Publié le 28 décembre 2025 18:23:00. Une nouvelle étude révèle que le vaccin contre le zona pourrait non seulement prévenir cette affection douloureuse, mais aussi ralentir la progression de la démence, voire réduire le risque de développer des troubles cognitifs.
- Le vaccin contre le zona est associé à une diminution de près de 30 % du risque de démence chez les personnes vaccinées.
- L’étude suggère un potentiel préventif et thérapeutique du vaccin, avec des bénéfices observés même chez les personnes déjà atteintes de démence.
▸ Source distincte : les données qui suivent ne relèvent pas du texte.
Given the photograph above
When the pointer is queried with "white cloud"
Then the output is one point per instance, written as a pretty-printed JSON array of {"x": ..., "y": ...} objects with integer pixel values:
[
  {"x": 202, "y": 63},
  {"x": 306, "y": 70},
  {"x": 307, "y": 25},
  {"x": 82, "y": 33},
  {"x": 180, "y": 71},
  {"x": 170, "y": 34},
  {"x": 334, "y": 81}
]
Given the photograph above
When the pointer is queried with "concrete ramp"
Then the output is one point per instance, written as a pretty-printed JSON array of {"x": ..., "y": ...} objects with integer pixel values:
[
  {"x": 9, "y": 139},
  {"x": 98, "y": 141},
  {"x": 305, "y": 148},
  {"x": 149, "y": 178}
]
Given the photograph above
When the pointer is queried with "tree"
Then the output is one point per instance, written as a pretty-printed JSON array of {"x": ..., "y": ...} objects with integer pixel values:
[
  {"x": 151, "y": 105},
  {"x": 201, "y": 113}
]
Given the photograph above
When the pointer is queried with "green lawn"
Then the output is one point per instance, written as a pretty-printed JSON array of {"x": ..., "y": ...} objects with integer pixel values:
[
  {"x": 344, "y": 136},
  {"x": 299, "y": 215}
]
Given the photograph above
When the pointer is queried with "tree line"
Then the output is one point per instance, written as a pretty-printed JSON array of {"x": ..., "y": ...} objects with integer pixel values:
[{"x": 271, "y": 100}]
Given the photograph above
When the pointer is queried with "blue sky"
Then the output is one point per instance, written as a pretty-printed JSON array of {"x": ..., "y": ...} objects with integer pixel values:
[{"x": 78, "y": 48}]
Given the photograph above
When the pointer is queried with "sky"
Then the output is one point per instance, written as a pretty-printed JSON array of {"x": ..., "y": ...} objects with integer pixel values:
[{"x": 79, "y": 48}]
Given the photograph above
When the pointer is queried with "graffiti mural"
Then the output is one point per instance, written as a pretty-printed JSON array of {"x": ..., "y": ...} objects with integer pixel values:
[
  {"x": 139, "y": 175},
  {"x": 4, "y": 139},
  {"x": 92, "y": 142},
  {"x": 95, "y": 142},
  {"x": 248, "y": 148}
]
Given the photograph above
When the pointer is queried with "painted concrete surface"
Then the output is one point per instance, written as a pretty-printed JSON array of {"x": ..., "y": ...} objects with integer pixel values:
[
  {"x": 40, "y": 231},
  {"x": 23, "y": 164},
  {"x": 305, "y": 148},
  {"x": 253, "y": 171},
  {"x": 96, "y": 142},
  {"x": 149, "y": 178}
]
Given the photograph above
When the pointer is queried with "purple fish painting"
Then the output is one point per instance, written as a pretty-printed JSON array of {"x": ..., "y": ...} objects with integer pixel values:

- Les femmes semblent tirer un bénéfice plus important du vaccin que les hommes, tant en termes de prévention des troubles cognitifs que de réduction de la mortalité liée à la démence.
Des chercheurs ont analysé les dossiers médicaux de plus de 300 000 personnes au Pays de Galles entre 2013 et 2022. Leurs travaux, publiés dans la revue médicale Cellulose, indiquent que la vaccination contre le zona est corrélée à un ralentissement, voire à une prévention, de la progression de la démence tout au long de son évolution.
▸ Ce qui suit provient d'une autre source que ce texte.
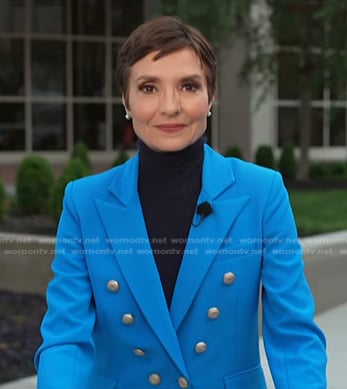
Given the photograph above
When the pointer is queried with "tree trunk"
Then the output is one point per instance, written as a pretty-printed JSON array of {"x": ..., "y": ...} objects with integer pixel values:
[{"x": 304, "y": 128}]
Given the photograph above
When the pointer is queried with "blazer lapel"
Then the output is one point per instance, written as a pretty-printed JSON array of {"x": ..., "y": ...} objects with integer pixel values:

L’étude a révélé que chez les personnes déjà diagnostiquées avec une démence, le vaccin réduisait leur risque de décès de 29,5 %. Pour celles qui n’avaient pas encore reçu de diagnostic, la vaccination diminuait de 3 % la probabilité de recevoir un diagnostic de déficience cognitive.
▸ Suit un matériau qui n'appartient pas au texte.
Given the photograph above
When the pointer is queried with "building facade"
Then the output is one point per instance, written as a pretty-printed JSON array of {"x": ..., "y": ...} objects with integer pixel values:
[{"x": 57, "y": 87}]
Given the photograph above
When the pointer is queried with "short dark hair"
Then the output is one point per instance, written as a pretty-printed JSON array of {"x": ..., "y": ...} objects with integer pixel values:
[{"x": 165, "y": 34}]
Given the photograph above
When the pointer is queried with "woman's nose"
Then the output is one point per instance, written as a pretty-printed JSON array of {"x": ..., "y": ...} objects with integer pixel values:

« Nous sommes bien plus sûrs que ce que nous voyons ici est une relation de cause à effet », a déclaré le Dr Pascal Geldsetzer, professeur adjoint de médecine à l’Université de Stanford et auteur principal de l’étude.
« Cela signifie que le vaccin a non seulement un potentiel préventif, mais aussi un potentiel thérapeutique en tant que traitement, car nous constatons déjà certains avantages chez les personnes atteintes de démence. »
Dr Pascal Geldsetzer, professeur adjoint de médecine à l’Université de Stanford
Le vaccin contre le zona, recommandé à partir de l’âge de 50 ans ou aux adultes immunodéprimés dès 19 ans, est administré en deux doses. Il vise à prévenir le zona, une affection causée par la réactivation du virus varicelle-zona, qui se manifeste par des éruptions cutanées douloureuses et des douleurs nerveuses persistantes. Le Centers for Disease Control des États-Unis estime qu’un adulte sur trois développera un zona au cours de sa vie.
Les chercheurs ont pris en compte les critères d’éligibilité à la vaccination contre le zona au Pays de Galles, ce qui leur a permis de comparer des groupes similaires. « Nous savons qu’ils devraient avoir des niveaux d’activité physique, un régime alimentaire, etc. similaires », a expliqué Geldsetzer. « Par conséquent, nous sommes beaucoup plus convaincus que ce que nous voyons ici est une cause et un objectif, plutôt qu’une simple corrélation. »
L’étude souligne également que l’impact du vaccin est plus marqué chez les femmes que chez les hommes, tant en termes de prévention des troubles cognitifs que de réduction de la mortalité liée à la démence. Des recherches supplémentaires sont nécessaires pour comprendre les raisons de cette différence.